オリラジ中田敦彦を「フェイク問題に警鐘を鳴らす芸能人」扱いしたNHKの罪

オリエンタルラジオの中田敦彦。「教育系YouTuber」として毎日動画を配信しているほか、オンラインサロンも運営している

 先日、Yahoo!ニュース個人にて公開した「 『責任持った発信が大事』と話す中田敦彦がYouTubeでフェイクを流す問題点 」と題した記事の中で、オリエンタルラジオの中田敦彦が運営する「中田敦彦のYouTube大学」の問題点を指摘したところ、想像以上の反響を頂いた。

 その反響を観察していると、記事に肯定的か否定的かを問わず、中田が間違った内容を発信していることを問題視する記事だと捉えている人が多かった。確かに中田の間違いは洒落にならないほど多く、「満州事変で張作霖が爆殺された」など、中学レベルの誤りすらある(張作霖が爆殺されたのは、張作霖爆殺事件、または満州某重大事件である)。

■問題の核心は内容の誤りではない

 しかし、記事中で言及しているとおり、YouTube大学が無視できないのは、その内容もさることながら、中田個人に問題がある。中田はNHKのフェイクニュース問題番組で司会を務めた他、フェイクを防ぐための提言として「責任をもって発信することが大事」と述べている。その中田が、無責任に発信するのはいかがなものか。記事のタイトルや、記事冒頭に掲載したキャプチャ画像からもこの点を強調しているのだが、単に誤りが多いという批判と理解する人が多かったようだ。

 誰しも誤り自体は避けられない(中田のは多すぎるが)。そして、一般の方が記事を誤って理解するのは致し方ない面もある。だが、筆者の記事を受けて、インターネットテレビ局AbemaTVの報道番組「AbemaPrime」が1月16日に放映した、「 オリラジ中田の動画に“デタラメ”批判 」でも、単純に中田の誤りの是非に矮小化されて報じられていたのには驚いた。ネットテレビとはいえ、プロがやっている以上、問題の核心を汲んで欲しかったのだが、放送された内容には失望した。

■悪意が無ければよい?

 問題の核心について、もう少し突っ込んで話をしよう。記事に対する反応で多く見られたのが、「中田に悪意は無いからよい」といった中田擁護論だ。結論からいえば、悪意のある無しはまったく関係がない。

 そもそも、中田が「責任をもって発信することが大事」とコメントを寄せたのはどんな番組だったのか。それは、NHKのクローズアップ現代+が2019年3月4日に放映した、「 “フェイクニュース”暴走の果てに 〜ある外交官の死〜 」だ。

 2018年に関西を襲った台風21号により、関西国際空港が孤立したのは記憶に新しい。

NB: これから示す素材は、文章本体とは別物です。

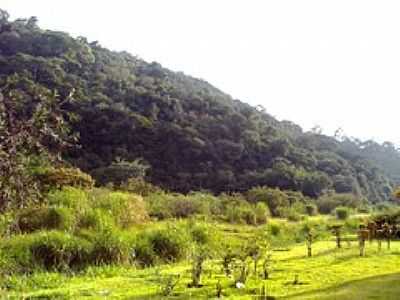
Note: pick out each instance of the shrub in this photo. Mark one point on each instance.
(168, 245)
(261, 211)
(120, 171)
(71, 197)
(328, 203)
(110, 247)
(294, 216)
(37, 218)
(183, 207)
(158, 205)
(311, 209)
(274, 198)
(96, 219)
(57, 250)
(127, 209)
(241, 213)
(60, 177)
(139, 186)
(274, 229)
(199, 233)
(342, 213)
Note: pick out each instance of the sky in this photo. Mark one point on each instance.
(335, 64)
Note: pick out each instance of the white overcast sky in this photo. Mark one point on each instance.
(328, 63)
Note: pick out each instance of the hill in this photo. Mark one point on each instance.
(191, 135)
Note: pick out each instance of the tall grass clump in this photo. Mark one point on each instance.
(127, 209)
(342, 213)
(38, 218)
(70, 197)
(169, 244)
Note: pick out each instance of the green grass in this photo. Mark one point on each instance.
(330, 274)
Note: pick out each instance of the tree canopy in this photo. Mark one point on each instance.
(189, 134)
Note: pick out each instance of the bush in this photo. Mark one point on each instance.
(342, 213)
(97, 220)
(274, 229)
(261, 211)
(274, 198)
(139, 186)
(183, 207)
(328, 203)
(71, 197)
(167, 245)
(199, 233)
(60, 177)
(56, 250)
(110, 247)
(241, 214)
(37, 218)
(127, 209)
(294, 216)
(311, 209)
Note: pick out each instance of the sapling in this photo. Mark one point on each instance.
(219, 289)
(200, 254)
(227, 260)
(363, 235)
(336, 230)
(309, 241)
(266, 266)
(169, 284)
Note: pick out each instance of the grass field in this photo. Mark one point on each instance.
(330, 274)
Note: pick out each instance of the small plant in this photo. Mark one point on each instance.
(342, 213)
(267, 266)
(311, 209)
(219, 289)
(33, 219)
(228, 259)
(200, 254)
(168, 284)
(337, 232)
(169, 244)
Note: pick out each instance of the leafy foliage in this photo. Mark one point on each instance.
(191, 135)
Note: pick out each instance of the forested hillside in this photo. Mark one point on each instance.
(187, 134)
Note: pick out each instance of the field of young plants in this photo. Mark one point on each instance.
(78, 248)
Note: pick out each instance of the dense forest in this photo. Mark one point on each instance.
(126, 115)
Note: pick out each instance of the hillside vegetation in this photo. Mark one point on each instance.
(180, 132)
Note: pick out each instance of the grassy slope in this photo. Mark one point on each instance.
(329, 274)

当時、空港には3000人の旅行者が取り残されたが、翌日にバスによる旅行者の輸送が始まると、「中国大使館がバスを手配した」という投稿がSNSで拡散される。

 中国大使館の行動にSNS上で称賛が集まる反面、台湾の駐日大使館に相当する台北駐日経済文化代表処(以下、駐日事務所と記す)に対して、台湾のSNS上で批判が集中するようになり、遂には台湾の大手メディアや野党議員まで駐日事務所の批判をはじめた。厳しい批判に晒された駐日事務所の大阪事務所長は命を絶つ。

■フェイクの拡散が1人の外交官の命を奪った

 しかし、事務所長が命を絶った翌日、バスを手配したのは中国大使館ではなく関西空港だったことが明らかになる。駐日事務所に対する批判は根拠のないフェイクだったのだ。

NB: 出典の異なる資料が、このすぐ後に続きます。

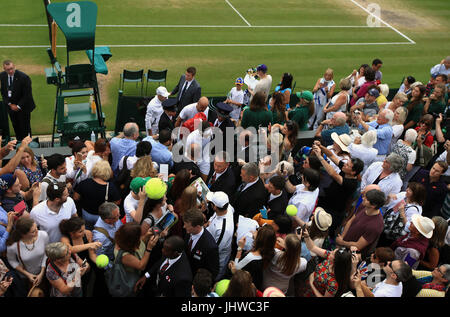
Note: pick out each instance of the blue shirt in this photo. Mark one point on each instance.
(4, 235)
(384, 136)
(107, 247)
(160, 153)
(326, 134)
(120, 148)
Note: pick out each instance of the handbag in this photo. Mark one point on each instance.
(120, 282)
(394, 227)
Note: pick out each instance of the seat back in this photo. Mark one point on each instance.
(132, 74)
(154, 75)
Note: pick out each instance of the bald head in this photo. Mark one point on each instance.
(339, 118)
(131, 130)
(202, 104)
(370, 187)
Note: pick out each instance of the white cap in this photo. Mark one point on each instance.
(162, 91)
(219, 199)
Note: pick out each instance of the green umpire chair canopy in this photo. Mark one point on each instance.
(77, 20)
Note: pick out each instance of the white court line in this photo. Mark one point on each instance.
(237, 12)
(216, 45)
(387, 24)
(204, 26)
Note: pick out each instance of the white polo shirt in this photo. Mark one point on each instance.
(48, 220)
(391, 184)
(130, 204)
(215, 228)
(305, 201)
(190, 111)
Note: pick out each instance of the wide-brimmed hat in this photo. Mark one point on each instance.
(424, 225)
(322, 219)
(342, 140)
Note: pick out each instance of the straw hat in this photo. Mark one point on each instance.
(424, 225)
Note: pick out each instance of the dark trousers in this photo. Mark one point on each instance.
(21, 123)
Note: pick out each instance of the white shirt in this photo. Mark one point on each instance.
(154, 111)
(44, 185)
(236, 96)
(305, 201)
(91, 159)
(391, 184)
(130, 204)
(190, 111)
(215, 228)
(48, 220)
(388, 290)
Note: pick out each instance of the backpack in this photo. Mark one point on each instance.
(120, 282)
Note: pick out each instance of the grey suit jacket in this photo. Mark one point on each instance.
(191, 95)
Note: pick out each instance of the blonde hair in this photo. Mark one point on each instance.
(102, 170)
(329, 71)
(401, 96)
(31, 153)
(402, 114)
(384, 88)
(143, 168)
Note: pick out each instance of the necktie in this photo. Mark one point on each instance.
(184, 89)
(164, 267)
(213, 179)
(190, 245)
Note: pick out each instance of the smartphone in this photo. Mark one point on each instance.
(164, 170)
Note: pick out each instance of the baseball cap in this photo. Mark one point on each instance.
(137, 183)
(220, 199)
(305, 94)
(6, 181)
(162, 91)
(374, 92)
(262, 68)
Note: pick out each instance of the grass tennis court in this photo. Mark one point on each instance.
(223, 38)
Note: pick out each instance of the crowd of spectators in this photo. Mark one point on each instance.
(361, 210)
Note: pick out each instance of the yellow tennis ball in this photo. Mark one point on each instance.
(291, 210)
(155, 188)
(222, 286)
(102, 261)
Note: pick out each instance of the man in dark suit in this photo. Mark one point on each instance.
(277, 199)
(167, 118)
(221, 177)
(223, 122)
(17, 96)
(188, 89)
(201, 248)
(171, 276)
(251, 195)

 1人の外交官の命を奪ったこのフェイクの拡散には、ほとんど悪意が介在していない。みんな事実だと思って、義憤からその拡散や駐日事務所批判を行っている。中田のコメントはこの番組の内容を受けてのものだから、フェイクを拡散することに対して、悪意の有無はまったく関係ないのだ。

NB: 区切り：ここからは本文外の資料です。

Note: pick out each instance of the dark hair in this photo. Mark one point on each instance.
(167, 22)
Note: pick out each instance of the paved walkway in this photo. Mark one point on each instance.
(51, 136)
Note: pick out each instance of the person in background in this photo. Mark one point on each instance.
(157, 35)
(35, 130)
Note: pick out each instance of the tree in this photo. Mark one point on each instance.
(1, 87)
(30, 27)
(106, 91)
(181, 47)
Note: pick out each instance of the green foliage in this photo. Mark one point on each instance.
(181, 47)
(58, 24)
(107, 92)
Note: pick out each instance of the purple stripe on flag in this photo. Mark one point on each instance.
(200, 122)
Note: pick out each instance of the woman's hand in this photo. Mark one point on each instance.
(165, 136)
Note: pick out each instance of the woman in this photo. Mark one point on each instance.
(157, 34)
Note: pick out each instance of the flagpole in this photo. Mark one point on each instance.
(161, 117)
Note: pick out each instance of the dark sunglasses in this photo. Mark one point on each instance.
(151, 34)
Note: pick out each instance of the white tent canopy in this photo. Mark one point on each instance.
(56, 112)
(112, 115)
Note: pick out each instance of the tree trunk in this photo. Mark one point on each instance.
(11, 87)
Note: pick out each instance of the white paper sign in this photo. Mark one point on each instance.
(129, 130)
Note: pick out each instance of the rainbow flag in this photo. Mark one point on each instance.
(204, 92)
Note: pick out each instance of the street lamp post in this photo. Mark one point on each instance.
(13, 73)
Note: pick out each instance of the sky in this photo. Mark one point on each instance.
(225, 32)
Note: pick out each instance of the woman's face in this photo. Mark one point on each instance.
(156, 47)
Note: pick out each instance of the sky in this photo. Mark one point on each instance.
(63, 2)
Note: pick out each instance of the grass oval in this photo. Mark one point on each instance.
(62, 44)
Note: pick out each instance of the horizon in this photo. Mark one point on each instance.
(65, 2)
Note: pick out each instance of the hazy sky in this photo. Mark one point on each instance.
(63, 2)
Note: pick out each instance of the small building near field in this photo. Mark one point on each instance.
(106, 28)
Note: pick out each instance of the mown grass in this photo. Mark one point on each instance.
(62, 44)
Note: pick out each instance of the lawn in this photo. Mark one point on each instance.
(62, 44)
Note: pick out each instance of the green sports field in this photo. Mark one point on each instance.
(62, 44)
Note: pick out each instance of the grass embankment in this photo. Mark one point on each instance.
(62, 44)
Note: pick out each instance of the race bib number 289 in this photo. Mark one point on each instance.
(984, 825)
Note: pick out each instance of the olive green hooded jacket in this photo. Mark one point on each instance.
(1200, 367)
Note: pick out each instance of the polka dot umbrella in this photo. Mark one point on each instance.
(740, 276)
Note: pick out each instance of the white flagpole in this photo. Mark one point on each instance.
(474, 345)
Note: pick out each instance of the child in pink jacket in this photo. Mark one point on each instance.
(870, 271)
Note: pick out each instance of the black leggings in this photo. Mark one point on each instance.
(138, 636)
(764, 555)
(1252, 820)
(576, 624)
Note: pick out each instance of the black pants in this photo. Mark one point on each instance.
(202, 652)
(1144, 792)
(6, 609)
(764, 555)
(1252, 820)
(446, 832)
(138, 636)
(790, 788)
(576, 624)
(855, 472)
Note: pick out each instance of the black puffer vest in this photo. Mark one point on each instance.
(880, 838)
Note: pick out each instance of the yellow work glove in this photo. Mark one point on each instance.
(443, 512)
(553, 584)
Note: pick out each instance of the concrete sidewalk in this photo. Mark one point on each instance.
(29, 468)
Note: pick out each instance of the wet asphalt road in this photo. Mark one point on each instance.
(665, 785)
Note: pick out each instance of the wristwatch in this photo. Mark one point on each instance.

 このような背景があって出たコメントである「責任をもって発信する」。皆がそうすべきと中田が言ったことを、当の中田自身が行わずビジネスに勤しんでいるのが問題なのだ。

■間違いを指摘しても得するのは中田だけ

 また、他に多く見られた中田擁護論は、「間違っているならそれを指摘して、より良いものにしていけばいい」といったものだ。が、これらは一笑に付すべき意見だ。

 単純な話で、中田がビジネスの一環としてやっているYouTube大学に、どうして無給でそれに協力する義理があるのだろうか。数十分もある動画をいちいちチェックして、一つ一つチェックを行ってそれを指摘して、得られるものは何もない。ただ得するのは中田とYouTube大学の運営スタッフだけだ。動画のクオリティ確保は中田らが考えるべきもので、それも「責任」というやつだろう。

 そもそも、YouTube大学の内容に誤りがあるとの指摘は、昨年の冬あたりからSNSで広まっていたが、YouTube大学自体は2019年4月に始まったものだ。ということは、半年近くその内容が問題視されていなかった訳で、つまりYouTube大学の視聴者に動画の問題を指摘するような人がいなかったということだ。この運営方針のまま続けていても、改善は望めないだろう。

■NHKはそこんとこ分かってる?

 Yahoo!ニュース個人に記事を書くにあたって、いささかの葛藤があった。なぜかと言えば、騒動になればなるほど、YouTube大学の広告になり、オンラインサロンといった中田のビジネスを支援することになりかねないからだ。実際、記事で取り上げた動画の再生数は、記事公開から3日経たずして13万回も再生数が増えていた。

 しかし、自分を執筆に向かわせたのは、NHKのフェイクニュース問題番組に出演し、フェイクをどう防ぐかなんてエラソーなこと言ってる人間が、自分のビジネスでは真逆な態度を示していた点である。

 中田が「責任をもって発信することが大事」とNHKクローズアップ現代+の公式アカウント内で発言したのは2019年3月。翌月にYouTube大学が始まり、さらには12月にNHKのフェイク問題番組で司会を務めた。この間フェイクや誤りを拡散し続けた中田を「フェイク問題に警鐘を鳴らす芸能人」として番組(それもタイトルが「 フェイク・バスターズ 」!)に出演させたのは明らかに問題だし、今後もそうなってはならないだろう。

 そこんとこ分かってる? NHK。